I think you’ve got some say. So if your teenager says things to you like, “Hey, what would you do if you caught me texting while driving?”
I think we should resist our first impulse to say things like, “I would ground you until you were 45! I would take away your phone.”
And I think instead, we could say things like, “I would be so glad I caught you, before you hurt or killed yourself or somebody else.”
So in another words, when we frame the consequences in terms of getting caught I think we actually give teenagers the wrong message. When we frame the consequences in terms of the actual dangers they would be facing, I think we start to help them to move towards being grown-ups.
OK, here’s my second one. Crazy Spots. This is what I call crazy spots at any rate. So I kind of have bad news for everybody on this one. We all have crazy spots. And what I mean, when I say crazy spots, is that we all have aspects of our personality that are totally irrational. And that the people around us – the people around us should not take it personally. OK?
So now what does this have to do with adults and grown-ups?
Well, people who are really grown-ups have actually learned and accepted that their parents have crazy spots, OK? So in other words, they’ve learned and accepted that their parents have aspects of their personality that are not well suited to parenting, and that do not need to be taken personally.

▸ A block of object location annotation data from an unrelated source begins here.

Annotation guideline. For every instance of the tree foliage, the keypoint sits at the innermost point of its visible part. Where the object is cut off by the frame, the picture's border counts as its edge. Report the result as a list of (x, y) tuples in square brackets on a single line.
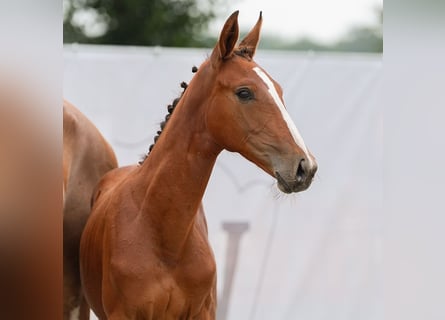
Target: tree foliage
[(137, 22)]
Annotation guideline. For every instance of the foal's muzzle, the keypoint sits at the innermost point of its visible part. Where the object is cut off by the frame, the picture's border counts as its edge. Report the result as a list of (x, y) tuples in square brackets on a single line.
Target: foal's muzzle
[(301, 180)]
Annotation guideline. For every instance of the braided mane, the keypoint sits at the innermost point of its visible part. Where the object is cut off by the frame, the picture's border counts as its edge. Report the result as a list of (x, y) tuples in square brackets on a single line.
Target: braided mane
[(170, 109)]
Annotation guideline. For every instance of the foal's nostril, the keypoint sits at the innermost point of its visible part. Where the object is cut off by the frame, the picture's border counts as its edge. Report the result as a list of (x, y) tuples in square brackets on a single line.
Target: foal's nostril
[(301, 172)]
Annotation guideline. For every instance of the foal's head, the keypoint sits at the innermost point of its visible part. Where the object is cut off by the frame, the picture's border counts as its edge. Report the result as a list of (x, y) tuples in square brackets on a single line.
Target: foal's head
[(245, 110)]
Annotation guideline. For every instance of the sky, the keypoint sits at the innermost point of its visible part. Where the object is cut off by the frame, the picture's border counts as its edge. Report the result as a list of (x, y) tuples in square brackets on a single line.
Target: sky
[(322, 20)]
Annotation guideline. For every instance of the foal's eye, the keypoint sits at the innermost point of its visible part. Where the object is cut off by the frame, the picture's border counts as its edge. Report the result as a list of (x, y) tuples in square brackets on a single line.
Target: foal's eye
[(244, 94)]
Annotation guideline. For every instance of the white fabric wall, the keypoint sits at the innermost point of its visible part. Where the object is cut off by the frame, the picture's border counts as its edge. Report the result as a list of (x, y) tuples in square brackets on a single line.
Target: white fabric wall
[(313, 256)]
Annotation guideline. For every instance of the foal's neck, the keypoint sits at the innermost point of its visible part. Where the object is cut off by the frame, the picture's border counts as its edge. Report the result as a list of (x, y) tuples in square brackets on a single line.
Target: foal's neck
[(175, 176)]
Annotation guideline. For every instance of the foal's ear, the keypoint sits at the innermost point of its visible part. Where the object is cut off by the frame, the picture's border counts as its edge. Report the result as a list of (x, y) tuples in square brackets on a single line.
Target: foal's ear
[(227, 40), (250, 42)]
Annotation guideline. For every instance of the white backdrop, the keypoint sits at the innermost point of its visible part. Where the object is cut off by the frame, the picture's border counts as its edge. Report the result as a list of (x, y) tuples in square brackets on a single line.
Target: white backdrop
[(314, 255)]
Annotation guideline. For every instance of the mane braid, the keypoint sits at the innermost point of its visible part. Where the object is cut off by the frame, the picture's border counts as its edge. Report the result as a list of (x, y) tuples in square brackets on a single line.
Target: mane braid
[(170, 109)]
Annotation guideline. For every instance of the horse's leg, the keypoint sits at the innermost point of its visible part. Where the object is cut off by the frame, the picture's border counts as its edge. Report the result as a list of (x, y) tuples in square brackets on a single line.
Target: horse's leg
[(84, 313)]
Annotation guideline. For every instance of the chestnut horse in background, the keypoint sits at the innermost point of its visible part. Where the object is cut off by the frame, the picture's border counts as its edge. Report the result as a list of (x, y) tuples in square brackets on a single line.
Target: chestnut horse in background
[(145, 252), (86, 158)]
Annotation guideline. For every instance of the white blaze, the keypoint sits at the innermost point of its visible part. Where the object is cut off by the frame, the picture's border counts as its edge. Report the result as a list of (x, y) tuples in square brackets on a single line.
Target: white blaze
[(290, 124)]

And this is tough, because I think even though we all can kind of know that parents are just people who had kids, right? And even though we can all kind of know – we all kind of know that all parents come with limitations. We know this and yet we kind of wish, well that’s just going to be true for everybody else’s parents, right? Not for my parents.
And when we come up against our parents’ limitations, I think we take it personally. So a huge step in growing up is to stop taking personally everything your parents do.
So when teenagers come into my work, and we’re doing our work together and they complain to me about their parents which, not surprisingly, is some of what we spend time talking about. I never question their complaints, I never ask them about the details of it.
Instead, I say things like, “OK, now I hear that this bugs you about your mom, but what do you think this is all about for her? I try to get them to see it from a new perspective. I try to get them to move from the kind of egocentric childlike view of the world that they start with to a view where they can see their parent as having a free-standing personality. A personality that was in place long before that child was born and a personality that’s going to be in place long after that child has moved out.